The spicy sausage nibbles.
The dip.
There was a wine bar …
And a bourbon bar!
Kyle and Abi do the bridal waltz.
More waltzing.
My dinner: rubbed chicken, collard greens and macaroni cheese.
Photographs of the bride and groom’s parents on their wedding days adorned the dessert table.
Nom, nom, dessert … banana cream pie not pictured.
Red velvet cake!
These are the “Badgers” – Husband’s buddies from Columbia University. They all did The Knight Badgehot Fellowship together.
The Southern tradition is to light an avenue of sparklers for the bride and groom to walk down at the end of the night.
Boone Hall Plantation house. OK, so it was built in the 1930s but that didn’t stop North & South filming there, or Blake Lively choosing it as her wedding venue.
This handsome fellow was lying beside the road during our tour of Boone Hall Plantation.
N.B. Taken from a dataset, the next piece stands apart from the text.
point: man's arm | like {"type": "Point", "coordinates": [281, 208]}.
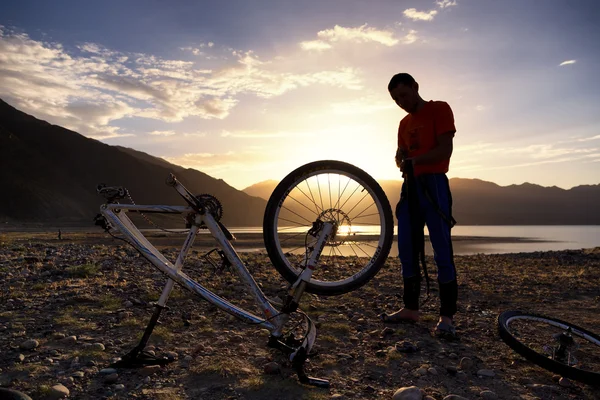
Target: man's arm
{"type": "Point", "coordinates": [441, 152]}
Makes bitching about bush turkeys invading the backyard a bit superfluous.
The driveway to Boone Hall, lined with trees that were up to 800 years old.
Husband came through with the goods – downloading the pics from our camera involves inserting a disc into the printer or something, kinda like changing a tyre, I’m resolving not to learn how to do it – so here are some highlights from our trip. Click on one image and it will become a full-sized gallery for you to see. Hope you like ’em. I have to go and retrieve my car now – went for a drink last night and was smashed by jetlag AGAIN, so I left it behind and caught a cab home. Hurrah!